Kenya’s government has offered an all-expenses-paid holiday in Kenya to a 15-year-old American teenager and her family after police mistook her for Samantha Lewthwaite, the British terrorist suspect nicknamed the “white widow”.
The teenager was “harassed by police in Mlolongo”, outside the capital Nairobi, “on accusations of looking like” Lewthwaite, the government said.
Joseph Ole Lenku, Kenya’s interior minister, announced that “the government will sponsor a fully-paid holiday for the family” to make up for the incident and that police were also investigating.
Lewthwaite was married to Germaine Lindsay, one of four Islamist suicide bombers who attacked the London transport network on 7 July 2005, killing 52 people.

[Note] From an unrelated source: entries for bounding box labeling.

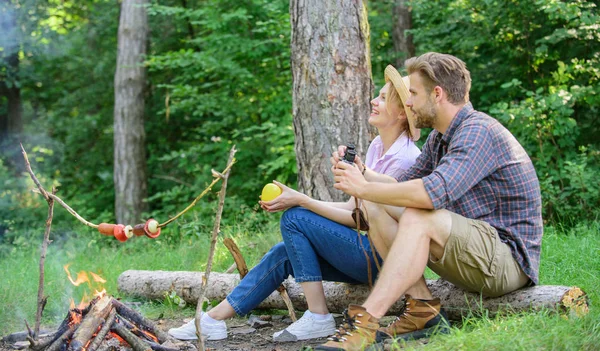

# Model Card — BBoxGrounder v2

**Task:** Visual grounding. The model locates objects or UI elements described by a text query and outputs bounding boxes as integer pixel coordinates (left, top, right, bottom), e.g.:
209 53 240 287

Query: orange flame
63 263 90 286
63 263 106 309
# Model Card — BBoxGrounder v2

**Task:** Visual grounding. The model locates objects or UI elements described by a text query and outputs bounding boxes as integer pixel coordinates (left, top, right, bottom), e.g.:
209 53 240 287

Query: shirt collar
442 102 473 144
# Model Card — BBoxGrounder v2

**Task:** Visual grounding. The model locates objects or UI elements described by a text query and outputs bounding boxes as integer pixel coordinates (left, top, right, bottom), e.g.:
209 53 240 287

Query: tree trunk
290 0 373 201
392 0 415 69
118 270 588 320
0 1 23 141
114 0 148 224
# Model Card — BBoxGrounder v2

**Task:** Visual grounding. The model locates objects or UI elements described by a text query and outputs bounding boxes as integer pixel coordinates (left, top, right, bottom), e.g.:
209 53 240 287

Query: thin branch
158 159 237 228
20 144 56 340
195 145 237 351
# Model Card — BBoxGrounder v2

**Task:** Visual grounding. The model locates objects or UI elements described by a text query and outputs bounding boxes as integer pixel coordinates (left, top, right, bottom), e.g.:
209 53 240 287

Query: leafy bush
412 0 600 221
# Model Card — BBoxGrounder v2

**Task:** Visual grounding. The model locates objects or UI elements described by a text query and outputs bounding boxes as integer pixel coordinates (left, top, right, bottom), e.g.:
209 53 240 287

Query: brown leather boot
379 295 450 340
315 305 379 351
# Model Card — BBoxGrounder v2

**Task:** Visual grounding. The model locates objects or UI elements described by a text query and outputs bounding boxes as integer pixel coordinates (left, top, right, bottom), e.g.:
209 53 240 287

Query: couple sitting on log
169 53 543 350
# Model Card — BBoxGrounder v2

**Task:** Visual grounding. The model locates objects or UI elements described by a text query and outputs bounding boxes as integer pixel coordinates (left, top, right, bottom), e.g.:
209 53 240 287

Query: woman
169 66 420 341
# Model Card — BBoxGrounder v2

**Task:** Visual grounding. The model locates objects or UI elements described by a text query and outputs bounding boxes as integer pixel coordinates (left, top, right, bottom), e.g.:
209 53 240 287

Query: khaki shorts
428 212 529 297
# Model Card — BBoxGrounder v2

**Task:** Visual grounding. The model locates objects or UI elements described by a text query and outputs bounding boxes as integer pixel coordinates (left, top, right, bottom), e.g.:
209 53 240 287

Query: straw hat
385 65 421 141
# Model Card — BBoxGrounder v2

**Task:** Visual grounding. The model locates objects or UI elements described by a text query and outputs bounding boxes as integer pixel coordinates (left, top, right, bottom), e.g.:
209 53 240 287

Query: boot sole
365 325 450 351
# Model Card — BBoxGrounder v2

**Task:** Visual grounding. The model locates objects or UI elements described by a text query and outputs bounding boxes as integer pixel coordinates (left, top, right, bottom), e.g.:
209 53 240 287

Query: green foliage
412 0 600 221
147 1 296 226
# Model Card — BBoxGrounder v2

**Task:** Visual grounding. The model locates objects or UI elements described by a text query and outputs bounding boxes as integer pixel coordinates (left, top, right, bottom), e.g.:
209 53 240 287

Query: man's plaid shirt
398 103 543 284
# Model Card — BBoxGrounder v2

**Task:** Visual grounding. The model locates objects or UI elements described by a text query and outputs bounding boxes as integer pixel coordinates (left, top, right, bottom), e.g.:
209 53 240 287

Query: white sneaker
169 318 227 340
273 311 335 342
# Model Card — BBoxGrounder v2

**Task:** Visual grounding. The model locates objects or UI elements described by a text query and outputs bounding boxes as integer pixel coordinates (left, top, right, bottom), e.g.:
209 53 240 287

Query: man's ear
431 85 444 102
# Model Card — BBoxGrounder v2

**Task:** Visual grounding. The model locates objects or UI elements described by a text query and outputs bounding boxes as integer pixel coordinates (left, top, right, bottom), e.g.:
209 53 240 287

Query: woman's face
369 82 404 129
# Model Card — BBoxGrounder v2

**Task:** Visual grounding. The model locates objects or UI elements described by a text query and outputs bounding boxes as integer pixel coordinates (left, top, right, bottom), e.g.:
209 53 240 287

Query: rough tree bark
114 0 148 224
392 0 415 69
290 0 373 201
118 270 588 320
0 1 23 141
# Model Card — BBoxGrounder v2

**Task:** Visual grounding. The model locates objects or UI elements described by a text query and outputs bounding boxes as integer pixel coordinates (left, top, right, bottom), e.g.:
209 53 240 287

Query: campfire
14 265 178 351
32 294 176 351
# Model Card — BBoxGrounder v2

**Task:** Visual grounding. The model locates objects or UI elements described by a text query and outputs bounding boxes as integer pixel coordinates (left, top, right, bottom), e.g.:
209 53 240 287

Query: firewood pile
4 295 180 351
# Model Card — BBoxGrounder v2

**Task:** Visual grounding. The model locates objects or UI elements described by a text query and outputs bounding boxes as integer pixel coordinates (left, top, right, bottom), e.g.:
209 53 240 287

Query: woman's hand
258 180 310 212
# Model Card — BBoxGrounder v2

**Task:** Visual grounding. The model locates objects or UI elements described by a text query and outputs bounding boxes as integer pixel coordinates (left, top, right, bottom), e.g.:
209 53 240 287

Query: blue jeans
227 207 381 315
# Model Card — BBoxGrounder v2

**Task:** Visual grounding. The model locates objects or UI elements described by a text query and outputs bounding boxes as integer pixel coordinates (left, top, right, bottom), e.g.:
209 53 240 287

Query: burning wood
16 295 177 351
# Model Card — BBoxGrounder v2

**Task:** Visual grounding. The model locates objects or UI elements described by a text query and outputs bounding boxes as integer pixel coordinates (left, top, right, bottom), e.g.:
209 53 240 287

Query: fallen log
112 299 169 344
118 270 588 320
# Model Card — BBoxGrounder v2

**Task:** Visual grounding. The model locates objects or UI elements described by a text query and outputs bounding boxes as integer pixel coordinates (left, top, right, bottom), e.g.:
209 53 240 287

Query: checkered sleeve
423 123 497 210
396 131 437 182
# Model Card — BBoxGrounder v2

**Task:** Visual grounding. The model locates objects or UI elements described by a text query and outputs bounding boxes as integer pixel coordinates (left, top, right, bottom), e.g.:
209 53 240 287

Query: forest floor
0 315 418 351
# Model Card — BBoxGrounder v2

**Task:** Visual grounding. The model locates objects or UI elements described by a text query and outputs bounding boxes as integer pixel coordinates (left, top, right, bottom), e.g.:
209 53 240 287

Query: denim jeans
227 207 381 315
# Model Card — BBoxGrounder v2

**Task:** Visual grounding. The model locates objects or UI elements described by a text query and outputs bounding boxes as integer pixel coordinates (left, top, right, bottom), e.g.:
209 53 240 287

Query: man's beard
413 98 437 128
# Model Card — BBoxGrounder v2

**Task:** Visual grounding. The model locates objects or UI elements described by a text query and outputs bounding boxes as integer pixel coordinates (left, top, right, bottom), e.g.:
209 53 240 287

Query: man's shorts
428 212 529 296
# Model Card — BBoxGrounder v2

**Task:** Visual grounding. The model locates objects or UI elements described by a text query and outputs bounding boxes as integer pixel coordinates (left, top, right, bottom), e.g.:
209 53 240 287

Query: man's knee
398 207 452 242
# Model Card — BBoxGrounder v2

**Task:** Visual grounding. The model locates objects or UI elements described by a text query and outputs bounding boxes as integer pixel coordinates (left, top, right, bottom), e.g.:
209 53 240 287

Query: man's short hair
404 52 471 105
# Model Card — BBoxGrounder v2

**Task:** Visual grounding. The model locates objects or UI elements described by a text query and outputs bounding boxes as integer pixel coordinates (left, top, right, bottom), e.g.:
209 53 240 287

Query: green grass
0 220 600 350
398 222 600 350
0 216 281 337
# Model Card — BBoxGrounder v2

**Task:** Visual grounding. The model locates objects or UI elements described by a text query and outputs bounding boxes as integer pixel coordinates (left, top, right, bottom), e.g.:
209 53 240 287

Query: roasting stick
32 158 236 242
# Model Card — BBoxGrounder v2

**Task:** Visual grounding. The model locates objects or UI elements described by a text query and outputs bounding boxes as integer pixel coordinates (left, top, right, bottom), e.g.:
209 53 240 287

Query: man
317 53 543 350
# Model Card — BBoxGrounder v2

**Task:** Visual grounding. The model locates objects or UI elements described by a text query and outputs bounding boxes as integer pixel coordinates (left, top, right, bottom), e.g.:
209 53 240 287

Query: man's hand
329 145 365 174
332 162 368 198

The 30-year-old Muslim convert has been linked to Somalia’s al-Shabab rebels, who have launched a string of attacks in Kenya including the assault on Nairobi’s Westgate shopping centre that claimed at least 67 lives a year ago on Sunday.

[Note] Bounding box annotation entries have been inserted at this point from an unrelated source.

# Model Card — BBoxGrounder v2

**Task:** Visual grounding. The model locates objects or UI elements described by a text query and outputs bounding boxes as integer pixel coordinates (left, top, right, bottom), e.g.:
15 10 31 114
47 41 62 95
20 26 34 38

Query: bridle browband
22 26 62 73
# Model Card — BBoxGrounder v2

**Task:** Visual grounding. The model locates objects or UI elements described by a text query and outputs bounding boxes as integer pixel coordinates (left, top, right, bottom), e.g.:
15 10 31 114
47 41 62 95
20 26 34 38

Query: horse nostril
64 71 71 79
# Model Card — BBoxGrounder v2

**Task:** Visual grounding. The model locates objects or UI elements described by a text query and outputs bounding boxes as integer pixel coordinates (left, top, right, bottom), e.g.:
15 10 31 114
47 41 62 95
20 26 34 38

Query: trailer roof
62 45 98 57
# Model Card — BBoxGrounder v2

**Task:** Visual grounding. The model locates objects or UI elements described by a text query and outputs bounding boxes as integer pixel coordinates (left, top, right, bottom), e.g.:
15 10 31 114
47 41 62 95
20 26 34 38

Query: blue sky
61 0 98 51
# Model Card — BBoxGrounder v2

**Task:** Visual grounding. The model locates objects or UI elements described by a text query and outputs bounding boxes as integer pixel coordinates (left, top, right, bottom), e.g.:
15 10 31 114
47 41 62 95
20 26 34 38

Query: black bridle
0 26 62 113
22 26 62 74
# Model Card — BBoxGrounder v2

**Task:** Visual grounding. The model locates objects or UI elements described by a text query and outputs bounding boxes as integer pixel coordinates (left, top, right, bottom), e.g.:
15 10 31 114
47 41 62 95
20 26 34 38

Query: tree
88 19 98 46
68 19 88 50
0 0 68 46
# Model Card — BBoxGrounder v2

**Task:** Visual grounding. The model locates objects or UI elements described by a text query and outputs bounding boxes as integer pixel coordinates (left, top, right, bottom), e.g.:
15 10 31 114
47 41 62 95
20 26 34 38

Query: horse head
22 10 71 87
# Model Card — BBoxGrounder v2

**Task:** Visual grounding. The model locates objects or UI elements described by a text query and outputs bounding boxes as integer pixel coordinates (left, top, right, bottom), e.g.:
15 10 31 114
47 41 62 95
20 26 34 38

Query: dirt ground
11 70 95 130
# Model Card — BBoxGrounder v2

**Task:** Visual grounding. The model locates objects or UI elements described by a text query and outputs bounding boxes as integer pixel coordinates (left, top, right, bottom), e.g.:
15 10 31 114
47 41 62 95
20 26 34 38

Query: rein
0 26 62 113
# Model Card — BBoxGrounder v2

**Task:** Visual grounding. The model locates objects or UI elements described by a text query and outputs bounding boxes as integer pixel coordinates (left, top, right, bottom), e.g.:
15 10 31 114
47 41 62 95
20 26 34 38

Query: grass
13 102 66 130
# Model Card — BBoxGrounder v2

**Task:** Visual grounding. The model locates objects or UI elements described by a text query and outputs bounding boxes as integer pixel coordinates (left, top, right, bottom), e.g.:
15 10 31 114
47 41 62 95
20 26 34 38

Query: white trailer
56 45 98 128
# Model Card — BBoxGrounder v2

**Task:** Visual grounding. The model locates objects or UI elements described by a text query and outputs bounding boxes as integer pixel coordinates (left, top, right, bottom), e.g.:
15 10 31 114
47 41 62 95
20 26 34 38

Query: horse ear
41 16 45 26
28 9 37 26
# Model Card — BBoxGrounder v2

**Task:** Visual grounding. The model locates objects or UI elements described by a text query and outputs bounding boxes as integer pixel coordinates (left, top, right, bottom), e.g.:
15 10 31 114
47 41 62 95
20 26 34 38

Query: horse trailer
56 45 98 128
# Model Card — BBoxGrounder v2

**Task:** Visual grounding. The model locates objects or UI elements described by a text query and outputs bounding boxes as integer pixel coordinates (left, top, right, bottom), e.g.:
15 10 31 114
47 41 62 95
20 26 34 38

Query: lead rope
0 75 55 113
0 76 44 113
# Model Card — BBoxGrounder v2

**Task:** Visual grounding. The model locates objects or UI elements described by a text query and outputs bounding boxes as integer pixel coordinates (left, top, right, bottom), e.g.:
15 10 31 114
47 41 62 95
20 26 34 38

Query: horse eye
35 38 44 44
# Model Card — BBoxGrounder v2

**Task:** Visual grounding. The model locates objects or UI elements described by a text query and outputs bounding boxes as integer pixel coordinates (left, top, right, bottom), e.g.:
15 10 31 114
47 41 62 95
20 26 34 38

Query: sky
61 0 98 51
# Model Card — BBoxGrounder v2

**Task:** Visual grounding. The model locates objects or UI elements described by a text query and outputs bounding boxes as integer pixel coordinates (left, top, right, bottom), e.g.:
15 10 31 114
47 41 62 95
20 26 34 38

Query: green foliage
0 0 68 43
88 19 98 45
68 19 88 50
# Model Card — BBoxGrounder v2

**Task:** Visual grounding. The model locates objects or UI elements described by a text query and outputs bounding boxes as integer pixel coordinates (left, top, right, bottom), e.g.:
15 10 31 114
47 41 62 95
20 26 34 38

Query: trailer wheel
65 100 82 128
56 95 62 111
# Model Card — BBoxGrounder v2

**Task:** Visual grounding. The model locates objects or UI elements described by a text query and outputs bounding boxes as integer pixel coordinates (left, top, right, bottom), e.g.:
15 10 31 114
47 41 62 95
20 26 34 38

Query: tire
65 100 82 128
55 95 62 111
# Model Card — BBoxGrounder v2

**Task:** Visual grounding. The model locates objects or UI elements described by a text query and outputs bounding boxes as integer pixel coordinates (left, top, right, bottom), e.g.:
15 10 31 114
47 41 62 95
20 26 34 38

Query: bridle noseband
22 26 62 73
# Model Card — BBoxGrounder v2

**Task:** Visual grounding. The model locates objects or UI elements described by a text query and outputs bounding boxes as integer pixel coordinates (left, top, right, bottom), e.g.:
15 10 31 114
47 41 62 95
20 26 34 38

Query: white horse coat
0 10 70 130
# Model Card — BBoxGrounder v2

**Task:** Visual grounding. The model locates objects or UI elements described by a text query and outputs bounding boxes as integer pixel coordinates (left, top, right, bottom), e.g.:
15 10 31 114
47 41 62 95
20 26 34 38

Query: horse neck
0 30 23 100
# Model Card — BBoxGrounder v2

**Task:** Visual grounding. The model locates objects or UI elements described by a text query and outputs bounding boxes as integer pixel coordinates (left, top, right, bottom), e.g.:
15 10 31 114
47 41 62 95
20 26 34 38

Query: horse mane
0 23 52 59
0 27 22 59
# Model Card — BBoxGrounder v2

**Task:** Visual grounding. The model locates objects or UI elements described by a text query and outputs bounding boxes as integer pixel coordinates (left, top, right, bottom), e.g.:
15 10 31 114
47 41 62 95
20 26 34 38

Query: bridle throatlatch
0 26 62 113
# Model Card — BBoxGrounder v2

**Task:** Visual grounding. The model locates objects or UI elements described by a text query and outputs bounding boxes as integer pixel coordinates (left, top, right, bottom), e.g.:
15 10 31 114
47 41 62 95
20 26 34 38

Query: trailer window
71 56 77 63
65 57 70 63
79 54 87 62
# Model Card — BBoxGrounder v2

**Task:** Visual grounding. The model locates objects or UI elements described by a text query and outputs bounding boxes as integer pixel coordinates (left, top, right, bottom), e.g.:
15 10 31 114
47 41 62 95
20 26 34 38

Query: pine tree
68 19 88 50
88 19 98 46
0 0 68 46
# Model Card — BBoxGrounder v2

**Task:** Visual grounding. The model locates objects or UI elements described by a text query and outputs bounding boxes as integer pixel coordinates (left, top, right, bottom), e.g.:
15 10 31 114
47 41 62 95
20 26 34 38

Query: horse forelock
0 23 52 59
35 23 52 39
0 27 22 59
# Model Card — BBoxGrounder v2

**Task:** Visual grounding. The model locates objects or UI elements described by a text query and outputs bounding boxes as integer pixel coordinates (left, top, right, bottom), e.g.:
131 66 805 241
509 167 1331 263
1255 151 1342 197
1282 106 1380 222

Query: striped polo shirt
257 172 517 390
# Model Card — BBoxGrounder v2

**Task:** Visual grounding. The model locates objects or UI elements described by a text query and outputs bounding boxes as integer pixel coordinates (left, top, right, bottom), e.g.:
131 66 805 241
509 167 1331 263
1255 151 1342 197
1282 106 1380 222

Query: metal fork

There has been no confirmed sighting of Lewthwaite since she gave Kenyan police the slip in Mombasa in 2011, reportedly using a false South African passport. Last month Kenyan detectives hunting her said the trail had gone cold.
She is wanted in Kenya on charges of being in possession of explosives and conspiracy to commit a felony dating back to December 2011, and is the subject of an Interpol “red notice” warrant for her detention issued at Kenya’s request.